Annette's hand felt very soft and comforting in hers. The troubled authoress turned instinctively towards possible consolation nearer at hand.
"I will own," she said tentatively, "that when I see you, my dear Annette, so different from what you were when you left us two years ago, so helpful, and so patient with poor Harriet, who is trying beyond words, so considerate and so thoughtful for others, I will own that I have sometimes hoped that the change might have been partly, I don't say entirely, but partly brought about by Crooks and Coronets, which I sent to you at Teneriffe, and into which I had poured all that was best in me. When you rejoined us here it seemed as if you had laid its precepts to heart." Aunt Maria looked at her niece almost imploringly.
Annette was not of those who adhere to a rigid truthfulness on all occasions.
She stroked her aunt's hand.
"It was borne in on me at Teneriffe, after I was ill there, how selfish I had been," she said, and her voice trembled. "I ought never to have left you all. If only I had not left you all! Then I should not be—I shouldn't have—but I was selfish to the core. And my eyes were only opened too late."

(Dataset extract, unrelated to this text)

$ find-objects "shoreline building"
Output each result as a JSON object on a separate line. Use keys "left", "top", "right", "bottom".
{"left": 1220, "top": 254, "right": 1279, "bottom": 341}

"No, my dear, not too late. Just in the nick of time, at the very moment we needed you most, after dear Cathie's death. You don't know what a comfort you have been to us."

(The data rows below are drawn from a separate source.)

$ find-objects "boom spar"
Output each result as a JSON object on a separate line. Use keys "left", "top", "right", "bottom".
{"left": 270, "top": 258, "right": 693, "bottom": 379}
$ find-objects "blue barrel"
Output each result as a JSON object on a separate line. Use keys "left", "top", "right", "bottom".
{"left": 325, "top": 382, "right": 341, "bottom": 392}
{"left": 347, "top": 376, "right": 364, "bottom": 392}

"Too late for Aunt Cathie," said Annette hoarsely. "Poor, kind, tired Aunt Cathie, who came to me in my room the last night and asked me not to leave her, told me she needed my help. But my mind was absolutely set on going. I cried, and told her that later on I would come back and take care of her, but that I must go. Self in her rainbow veil beckoned and—and I followed. If Aunt Cathie was the stepping-stone which groaned beneath my feet, what of that? What did I care? I passed over it, I trampled on it without a thought."